The global focus now shifts to our federal debt ceiling. Congress is trying to come to an agreement on spending cuts in order to raise the debt ceiling. So far, politics is getting in the way. Most experts agree that failing to raise the debt ceiling would be hugely disruptive to global financial markets. We keep our fingers crossed that common sense prevails and an agreement can be reached well before early August (the date a technical default would occur).
Last week we saw surprisingly good economic data. Manufacturing showed a better than expected rebound. Many believe the poor May data was a result of temporary issues such as the Japan natural disaster. The employment reports are released this week as well as the Institute for Supply Management’s Non-Manufacturing survey. We are eager to see if upcoming data releases confirm the “temporary soft” patch theory. If economic releases continue to surprise to the upside, we could see the equity markets move higher.

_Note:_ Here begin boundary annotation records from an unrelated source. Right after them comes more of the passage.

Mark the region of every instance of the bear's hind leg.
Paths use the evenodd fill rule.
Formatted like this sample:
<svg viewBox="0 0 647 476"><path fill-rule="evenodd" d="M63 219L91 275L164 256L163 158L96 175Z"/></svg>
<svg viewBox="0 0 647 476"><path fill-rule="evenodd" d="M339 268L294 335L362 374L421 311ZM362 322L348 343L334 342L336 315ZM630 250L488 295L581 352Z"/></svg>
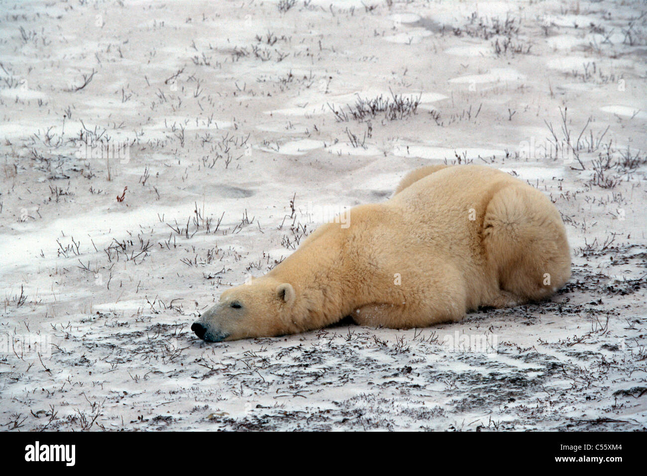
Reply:
<svg viewBox="0 0 647 476"><path fill-rule="evenodd" d="M549 297L571 276L562 218L535 189L509 186L497 192L485 211L483 236L500 289L516 296L519 303ZM499 303L515 301L505 298Z"/></svg>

We continue to keep protective stop-loss orders on a large percentage of our equity holdings. This bull market is getting a little “long in the tooth” and there are a number of headwinds to be concerned about. Taking on a lot of risk at this stage is not warranted in most situations. However, maintaining target asset allocations is still appropriate provided you have some downside protection. Trailing stop-orders allow you to keep a “floor” under investment holdings. Last week’s rally allowed us to bump our stop orders up as our positions moved higher. We will continue to do so if markets keep moving higher.